State and federal laws prohibit using someone else’s prescribed medication, or selling or giving these drugs to people without a prescription— which can be a felony.

"The public often thinks that nonmedical use of these prescription drugs is driven by doctor shopping and drug dealers, but it isn't," Boyd said. "It is driven by people with prescriptions who divert their pills to other people, who are usually friends or family members."

More than 3 percent of the study participants reported having a prescription for the anti-anxiety or sleep medications during the study. Compared to the students who never had these prescriptions, they were 10 times more likely to illegally acquire these drugs so they could get high or experiment, according to the news release.

"Prescribers and parents don't realize the abuse potential," Boyd said. "These drugs produce highly attractive sensations, and adolescents may start seeking the drugs after their prescriptions run out."

Half of the study participants were boys, while the other half were girls. Their average age at the beginning of the study was 14. Sixty-five percent of the participants were white, 29 percent were African-American, and 6 percent identified as either Asian, Hispanic, Indian or Alaskan Native. Eighty percent of the study participants had at least one parent with a college or graduate degree.

According to the news release, white students were twice as likely as African-American students to abuse a non-prescribed anti-anxiety or sleep medication. Females were also more likely than males to use these substances illegally.

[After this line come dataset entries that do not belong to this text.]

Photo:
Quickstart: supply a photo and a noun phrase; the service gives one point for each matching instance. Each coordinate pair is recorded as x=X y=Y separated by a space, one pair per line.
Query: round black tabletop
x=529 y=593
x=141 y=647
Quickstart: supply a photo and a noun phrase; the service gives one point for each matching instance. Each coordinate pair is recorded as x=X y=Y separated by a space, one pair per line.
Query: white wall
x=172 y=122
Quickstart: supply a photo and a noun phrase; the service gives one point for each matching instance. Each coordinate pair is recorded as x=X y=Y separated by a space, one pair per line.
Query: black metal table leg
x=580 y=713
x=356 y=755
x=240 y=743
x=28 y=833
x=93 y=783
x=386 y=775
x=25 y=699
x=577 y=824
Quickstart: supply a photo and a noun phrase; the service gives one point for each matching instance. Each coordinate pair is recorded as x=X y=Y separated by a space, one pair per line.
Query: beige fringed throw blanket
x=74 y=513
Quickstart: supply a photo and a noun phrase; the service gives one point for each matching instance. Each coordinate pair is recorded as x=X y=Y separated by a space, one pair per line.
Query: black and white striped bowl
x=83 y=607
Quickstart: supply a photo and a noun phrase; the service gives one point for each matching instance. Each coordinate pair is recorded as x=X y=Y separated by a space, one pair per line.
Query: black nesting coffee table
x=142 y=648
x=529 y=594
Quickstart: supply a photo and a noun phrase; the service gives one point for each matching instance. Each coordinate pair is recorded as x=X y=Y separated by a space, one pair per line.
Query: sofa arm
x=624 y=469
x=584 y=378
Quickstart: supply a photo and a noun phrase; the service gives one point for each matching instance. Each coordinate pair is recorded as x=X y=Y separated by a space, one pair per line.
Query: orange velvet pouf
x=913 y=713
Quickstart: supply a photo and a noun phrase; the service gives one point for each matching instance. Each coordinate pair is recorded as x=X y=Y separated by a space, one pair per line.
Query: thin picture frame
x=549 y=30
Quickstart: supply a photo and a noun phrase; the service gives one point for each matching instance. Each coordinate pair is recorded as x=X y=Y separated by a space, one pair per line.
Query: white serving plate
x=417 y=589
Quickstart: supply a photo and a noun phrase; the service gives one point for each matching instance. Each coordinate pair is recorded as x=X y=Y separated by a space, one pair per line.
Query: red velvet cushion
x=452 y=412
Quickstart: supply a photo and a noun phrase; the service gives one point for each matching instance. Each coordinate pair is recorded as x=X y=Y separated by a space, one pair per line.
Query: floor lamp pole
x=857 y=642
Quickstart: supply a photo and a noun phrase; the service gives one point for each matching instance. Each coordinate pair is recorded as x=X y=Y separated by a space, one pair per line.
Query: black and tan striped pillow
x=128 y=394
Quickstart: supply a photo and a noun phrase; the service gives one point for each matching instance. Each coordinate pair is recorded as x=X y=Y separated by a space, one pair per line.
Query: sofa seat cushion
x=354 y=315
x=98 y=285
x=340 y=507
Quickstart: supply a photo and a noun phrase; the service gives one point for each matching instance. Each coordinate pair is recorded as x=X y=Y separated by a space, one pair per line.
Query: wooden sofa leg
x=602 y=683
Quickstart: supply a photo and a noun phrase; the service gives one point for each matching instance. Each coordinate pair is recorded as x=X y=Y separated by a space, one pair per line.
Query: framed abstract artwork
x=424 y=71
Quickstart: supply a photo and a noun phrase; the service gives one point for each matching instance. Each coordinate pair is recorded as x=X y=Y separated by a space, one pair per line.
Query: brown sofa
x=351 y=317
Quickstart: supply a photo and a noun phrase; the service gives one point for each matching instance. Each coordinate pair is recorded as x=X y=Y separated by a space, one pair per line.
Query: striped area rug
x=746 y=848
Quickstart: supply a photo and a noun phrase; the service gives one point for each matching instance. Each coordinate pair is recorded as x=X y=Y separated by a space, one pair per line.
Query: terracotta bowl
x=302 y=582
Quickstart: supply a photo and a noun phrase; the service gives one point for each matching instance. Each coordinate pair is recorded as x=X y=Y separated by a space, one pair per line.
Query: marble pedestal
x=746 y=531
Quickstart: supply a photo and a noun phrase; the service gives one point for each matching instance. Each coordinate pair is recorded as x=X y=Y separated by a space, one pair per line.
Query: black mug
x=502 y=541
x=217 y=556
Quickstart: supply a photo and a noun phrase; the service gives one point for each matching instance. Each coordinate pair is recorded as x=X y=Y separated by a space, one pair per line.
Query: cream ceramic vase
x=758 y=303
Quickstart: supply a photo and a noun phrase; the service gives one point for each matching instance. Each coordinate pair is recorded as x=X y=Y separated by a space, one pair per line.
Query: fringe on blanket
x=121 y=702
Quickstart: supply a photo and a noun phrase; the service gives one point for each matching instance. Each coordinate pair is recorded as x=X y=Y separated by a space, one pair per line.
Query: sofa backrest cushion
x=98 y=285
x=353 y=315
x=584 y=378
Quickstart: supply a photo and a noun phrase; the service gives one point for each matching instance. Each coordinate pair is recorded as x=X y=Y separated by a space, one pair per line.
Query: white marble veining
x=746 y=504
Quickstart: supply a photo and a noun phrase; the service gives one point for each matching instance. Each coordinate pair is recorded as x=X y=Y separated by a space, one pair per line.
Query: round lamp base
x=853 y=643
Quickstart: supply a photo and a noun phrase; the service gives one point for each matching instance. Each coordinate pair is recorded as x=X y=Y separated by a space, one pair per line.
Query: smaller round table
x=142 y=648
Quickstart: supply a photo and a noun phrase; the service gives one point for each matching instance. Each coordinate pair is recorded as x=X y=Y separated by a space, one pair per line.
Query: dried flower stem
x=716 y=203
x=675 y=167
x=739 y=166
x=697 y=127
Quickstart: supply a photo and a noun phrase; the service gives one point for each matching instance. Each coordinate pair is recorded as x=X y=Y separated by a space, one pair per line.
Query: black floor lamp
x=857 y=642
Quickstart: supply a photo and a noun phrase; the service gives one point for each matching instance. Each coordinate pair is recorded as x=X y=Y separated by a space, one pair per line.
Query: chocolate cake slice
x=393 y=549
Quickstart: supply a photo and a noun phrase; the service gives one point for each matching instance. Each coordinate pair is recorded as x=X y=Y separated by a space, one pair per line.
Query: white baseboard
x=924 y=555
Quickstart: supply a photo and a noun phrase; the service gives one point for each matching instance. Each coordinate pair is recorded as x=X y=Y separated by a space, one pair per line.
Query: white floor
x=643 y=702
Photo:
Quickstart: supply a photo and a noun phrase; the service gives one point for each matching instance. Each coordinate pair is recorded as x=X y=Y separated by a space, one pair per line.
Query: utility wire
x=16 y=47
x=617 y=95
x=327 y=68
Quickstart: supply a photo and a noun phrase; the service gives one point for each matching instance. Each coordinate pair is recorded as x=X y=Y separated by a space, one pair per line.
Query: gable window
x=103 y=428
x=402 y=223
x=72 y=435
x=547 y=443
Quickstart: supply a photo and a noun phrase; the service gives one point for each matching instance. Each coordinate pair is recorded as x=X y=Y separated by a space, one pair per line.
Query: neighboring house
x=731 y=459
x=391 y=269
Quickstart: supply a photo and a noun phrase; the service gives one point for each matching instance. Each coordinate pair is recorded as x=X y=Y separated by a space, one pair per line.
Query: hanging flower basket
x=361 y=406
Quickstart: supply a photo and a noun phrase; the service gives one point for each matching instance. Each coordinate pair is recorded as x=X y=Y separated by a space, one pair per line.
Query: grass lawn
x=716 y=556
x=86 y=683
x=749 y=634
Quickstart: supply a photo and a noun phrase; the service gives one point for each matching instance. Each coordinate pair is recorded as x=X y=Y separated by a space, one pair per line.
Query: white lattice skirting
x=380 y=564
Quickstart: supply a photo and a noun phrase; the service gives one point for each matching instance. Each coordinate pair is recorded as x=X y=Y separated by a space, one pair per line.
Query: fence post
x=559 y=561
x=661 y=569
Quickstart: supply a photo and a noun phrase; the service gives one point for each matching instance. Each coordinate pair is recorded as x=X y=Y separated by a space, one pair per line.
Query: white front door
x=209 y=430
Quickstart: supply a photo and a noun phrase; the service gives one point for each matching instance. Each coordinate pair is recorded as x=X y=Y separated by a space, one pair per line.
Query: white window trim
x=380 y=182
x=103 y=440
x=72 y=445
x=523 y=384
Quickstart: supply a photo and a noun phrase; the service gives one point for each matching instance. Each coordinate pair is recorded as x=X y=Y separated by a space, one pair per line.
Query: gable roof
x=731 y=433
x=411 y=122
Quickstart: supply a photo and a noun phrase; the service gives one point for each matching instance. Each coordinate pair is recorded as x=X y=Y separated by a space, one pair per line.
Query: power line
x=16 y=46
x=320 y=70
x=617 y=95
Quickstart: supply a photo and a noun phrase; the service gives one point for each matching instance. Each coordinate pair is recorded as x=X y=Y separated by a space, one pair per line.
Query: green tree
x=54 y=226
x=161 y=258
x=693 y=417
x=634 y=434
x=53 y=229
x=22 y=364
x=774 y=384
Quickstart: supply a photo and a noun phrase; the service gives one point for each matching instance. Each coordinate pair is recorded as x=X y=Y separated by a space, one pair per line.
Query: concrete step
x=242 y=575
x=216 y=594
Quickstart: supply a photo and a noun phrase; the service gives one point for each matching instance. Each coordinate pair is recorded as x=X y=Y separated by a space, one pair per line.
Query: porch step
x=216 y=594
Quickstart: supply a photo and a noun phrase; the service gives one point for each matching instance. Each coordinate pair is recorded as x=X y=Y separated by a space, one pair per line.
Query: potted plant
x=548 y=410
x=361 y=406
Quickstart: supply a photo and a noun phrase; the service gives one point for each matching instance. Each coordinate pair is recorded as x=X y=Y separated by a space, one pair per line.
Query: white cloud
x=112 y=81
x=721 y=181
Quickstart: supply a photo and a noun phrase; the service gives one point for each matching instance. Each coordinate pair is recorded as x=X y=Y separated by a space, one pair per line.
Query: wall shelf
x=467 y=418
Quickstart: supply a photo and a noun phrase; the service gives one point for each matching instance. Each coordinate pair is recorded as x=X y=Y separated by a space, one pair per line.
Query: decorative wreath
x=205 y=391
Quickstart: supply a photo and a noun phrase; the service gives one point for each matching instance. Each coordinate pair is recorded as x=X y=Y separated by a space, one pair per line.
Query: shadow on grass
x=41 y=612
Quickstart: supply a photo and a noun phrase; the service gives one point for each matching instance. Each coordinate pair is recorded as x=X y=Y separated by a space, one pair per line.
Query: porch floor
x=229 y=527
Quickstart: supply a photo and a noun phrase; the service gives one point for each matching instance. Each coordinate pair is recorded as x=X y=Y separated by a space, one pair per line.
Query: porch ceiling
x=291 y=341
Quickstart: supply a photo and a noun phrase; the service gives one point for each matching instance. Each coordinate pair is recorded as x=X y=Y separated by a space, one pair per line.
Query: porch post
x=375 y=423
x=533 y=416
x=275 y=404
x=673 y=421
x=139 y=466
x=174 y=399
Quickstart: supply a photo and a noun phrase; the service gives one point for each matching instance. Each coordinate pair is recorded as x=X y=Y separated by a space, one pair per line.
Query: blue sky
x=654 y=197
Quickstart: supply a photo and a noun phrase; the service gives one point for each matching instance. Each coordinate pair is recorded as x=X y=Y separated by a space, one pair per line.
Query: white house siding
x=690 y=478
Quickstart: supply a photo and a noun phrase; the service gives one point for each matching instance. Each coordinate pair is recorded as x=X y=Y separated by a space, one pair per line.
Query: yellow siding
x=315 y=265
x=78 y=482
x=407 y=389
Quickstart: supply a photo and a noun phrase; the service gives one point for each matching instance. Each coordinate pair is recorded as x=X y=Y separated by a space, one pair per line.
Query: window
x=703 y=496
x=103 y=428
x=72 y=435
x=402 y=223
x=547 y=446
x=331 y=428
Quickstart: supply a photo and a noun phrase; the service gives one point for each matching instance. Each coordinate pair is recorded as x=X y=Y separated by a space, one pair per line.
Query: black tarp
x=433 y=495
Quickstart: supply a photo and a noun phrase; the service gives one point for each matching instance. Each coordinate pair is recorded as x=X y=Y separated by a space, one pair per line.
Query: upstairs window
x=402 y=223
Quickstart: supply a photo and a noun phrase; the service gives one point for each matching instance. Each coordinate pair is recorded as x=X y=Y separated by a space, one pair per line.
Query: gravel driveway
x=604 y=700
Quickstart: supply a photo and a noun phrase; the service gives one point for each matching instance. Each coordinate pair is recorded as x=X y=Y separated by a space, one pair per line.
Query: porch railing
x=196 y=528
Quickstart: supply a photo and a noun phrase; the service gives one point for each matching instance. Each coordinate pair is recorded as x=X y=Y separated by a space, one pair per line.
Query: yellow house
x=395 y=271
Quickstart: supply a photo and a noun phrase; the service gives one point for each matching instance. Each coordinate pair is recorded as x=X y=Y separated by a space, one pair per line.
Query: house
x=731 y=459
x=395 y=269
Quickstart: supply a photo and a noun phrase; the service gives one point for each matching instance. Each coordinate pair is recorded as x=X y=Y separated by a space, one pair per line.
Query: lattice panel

While the researchers noted that the study results may not be consistent across the nation— as they were only gathered from one area of the U.S.— they pointed out that substance abuse assessments, in addition to strict limitations on prescription refills, may help reduce the number of teens that abuse prescription drugs. Pre-prescription education courses that help inform teens and their parents about the risks of abusing these medications may also help, they said.